# Lecture: pre-processing and quality control with fastp

Here we will do a demo to run fastp on a dataset I have already downloaded. The following steps comprise a typical workflow.

1. Create a working directory for this exercise.
2. Locate data.
3. Setup _fastp_ through a container and make an alias.
4. Run the program on a single dataset.
5. Look at the html result.
6. Write a script to run the other datasets in a batch job (we'll do this from the terminal)

First, let's set aside some space in the working directory. 

In [None]:
# Step 1: create a workspace
cd /scratch/summit/$USER
mkdir -p DSCI512_RNAseq
cd DSCI512_RNAseq
pwd

Now we're going to link a data directory to this current directory. We do this because the data is very large and will take too long for a demonstration. 
The link will reside in the present directory and act like any other, except you won't be able to change its contents. It is __read-only.__

In [None]:
# make directories to use through processing
# skipping 01_input - we will make that with a link below
mkdir 02_output
mkdir 03_scripts
mkdir 04_logs


In [None]:
#link to the data directory (I have already downloaded everything)
ln -sv /scratch/summit/dcking@colostate.edu/DSCI512/2019/data 01_input

In [None]:
# look at your directory structure
ls -l

Mine looks like this:

Notice that the files are very large- many close to 2 gigabytes. Data of this size should be kept in your scratch directory (_or in this case, mine_).

We've set up our workspace and located the data. &#10003; 


***

Run the following command to get a link to a graphical interface for this directory. 

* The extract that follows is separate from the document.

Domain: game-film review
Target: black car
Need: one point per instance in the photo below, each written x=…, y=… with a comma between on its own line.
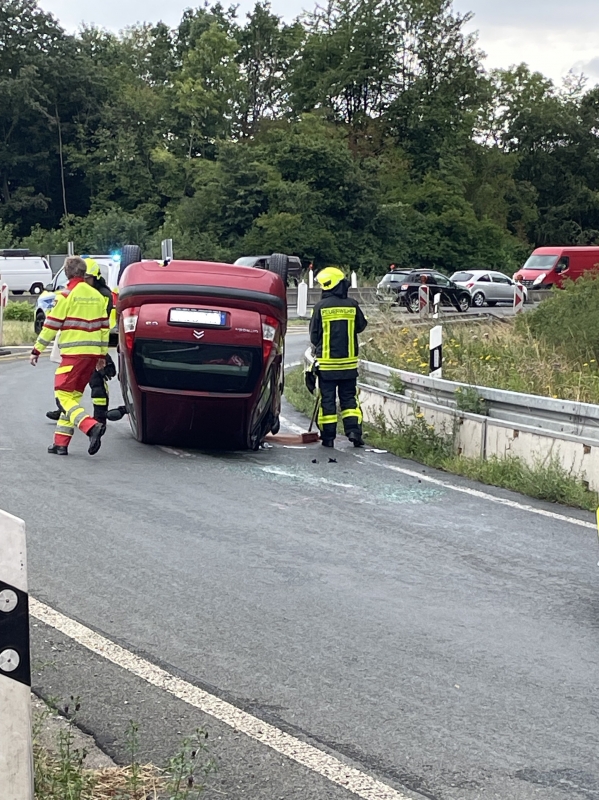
x=406, y=289
x=295, y=269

## Open the file browser to you current location
&#8681;&#8681;&#8681;&#8681;&#8681;

In [None]:
echo https://jupyter.rc.colorado.edu/user/$USER/tree$PWD


&#8679;&#8679;&#8679;&#8679;&#8679;<font size="3">__This link opens file browser to current directory__</font> &#8679;&#8679;&#8679;&#8679;&#8679;
***
***
***
# Running fastp

We will run this through a singularity container:

 * Load the singularity module
 * Test the container with the full command (long)
 * Make an alias for the long command

In [None]:
# Step 3: load the module that works with containers
module load singularity
module list

The following command:
`singularity exec /projects/dcking@colostate.edu/containers/Summit_RNAseq_container.sif fastp`
 * __singularity__ - A program that reads a container.
 * __exec__ - verb: execute
 * ___[path to container image]___: The container itself, called an image.
 * __fastp__: The program you want to execute.

In [None]:
# Step 4: Run fastp through the container without arguments- gives catelog of available flags
singularity exec /projects/dcking@colostate.edu/containers/Summit_RNAseq_container.sif fastp

__Note__: The warning <font color=orange>WARNING: Non existent 'bind path' source: '/rc_scratch'</font> is due to the configuration and is not a problem.

In [None]:
# Make an alias for fastp
alias fastp='singularity exec /projects/dcking@colostate.edu/containers/Summit_RNAseq_container.sif fastp'

You will now be able to type _fastp_ in place of the long command.

In [None]:
# Test the alias- same output.
fastp

__The usage message tells us for paired end data:__

`-i readfile1.fastq -I readfile2.fastq`

`-o outputfile1.fastq -O outputfile2.fastq`

`[options]`

For the options:

 * __-x__: remove polyX (polyAs polyCs polyGs polyTs)
 * __-p__: overrepresentation analysis
 * __--thread__: We only have 1 on jupyterhub. We can use more in our script.
 * __-h,-j__: The report filenames in html, json (javascript object notation).

***
The backslashes `\` below allow me to wrap the command onto multiple lines.

In [None]:
time fastp -i 01_input/SRR5832199_1.fastq       -I 01_input/SRR5832199_2.fastq \
           -o 02_output/SRR5832199_trim_1.fastq -O 02_output/SRR5832199_trim_2.fastq \
           -h 02_output/SRR5832199_report.html  -j 02_output/SRR5832199_report.json\
           --thread 1 \
           -x -p 


You'll see <font color=orange>WARNING: Non existent 'bind path' source: '/rc_scratch'</font> again until the output comes.

It is running while you still see <font color="blue">`In [*]`</font> with the asterisk.

# Preparing and running a batch job

Now we're going to set up the full version of this. Open your terminal emulator and log on to summit.